Atmos. Meas. Tech., 7, 1791–1801, 2014
https://doi.org/10.5194/amt-7-1791-2014
© Author(s) 2014. This work is distributed under
the Creative Commons Attribution 3.0 License.

Research article 23 Jun 2014

Research article | 23 Jun 2014

Critical evaluation of cloud contamination in the MISR aerosol products using MODIS cloud mask products

Y. Shi1, J. Zhang1, J. S. Reid2, B. Liu3, and E. J. Hyer2 Y. Shi et al.
  • 1Department of Atmospheric Science, University of North Dakota, Grand Forks, ND, USA
  • 2Marine Meteorology Division, Naval Research Laboratory, Monterey, CA, USA
  • 3Department of Computer Science, University of North Dakota, Grand Forks, ND, USA

Abstract. Using Terra Moderate Resolution Imaging Spectroradiometer (MODIS)-based cloud screening methods, the impacts of cloud contamination on the Terra Multi-angle Imaging Spectroradiometer (MISR) aerosol optical depth (AOD) product are evaluated. Based on one year of collocated MISR and MODIS data, this study suggests that cloud contamination exists in both over-water and over-land MISR AOD data, with heavier cloud contamination occurring over the high latitude southern hemispheric oceans.
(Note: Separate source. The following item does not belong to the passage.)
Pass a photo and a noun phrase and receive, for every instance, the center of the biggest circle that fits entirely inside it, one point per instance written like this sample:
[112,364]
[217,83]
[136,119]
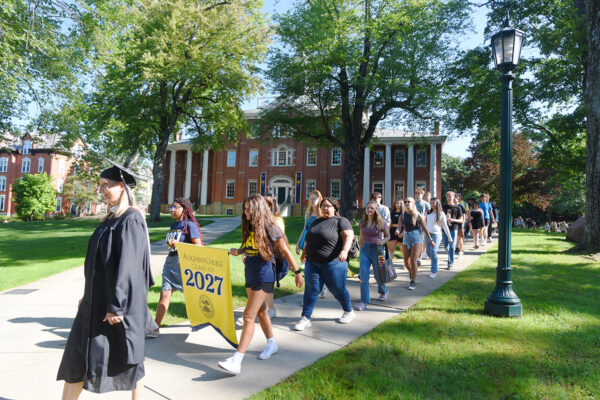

On average globally, this study shows that thin cirrus cloud contamination introduces a possible ~ 0.01 high bias for the over-water MISR AOD retrievals. Over the mid- to high-latitude oceans and Southeast Asia, this number increases to 0.015–0.02. However, biases much larger than this mean value are found in individual retrievals, especially in retrievals that are near cloud edges. This study suggests that cloud-clearing methods using observations from MISR alone, which has only visible and near-infrared channels, may not be sufficient for all scenarios. Measurements from MODIS can be applied to assist cloud-clearing of the MISR aerosol retrievals. Cloud screening algorithms based on multi-sensor approaches are feasible and should be considered for current and future satellite aerosol studies.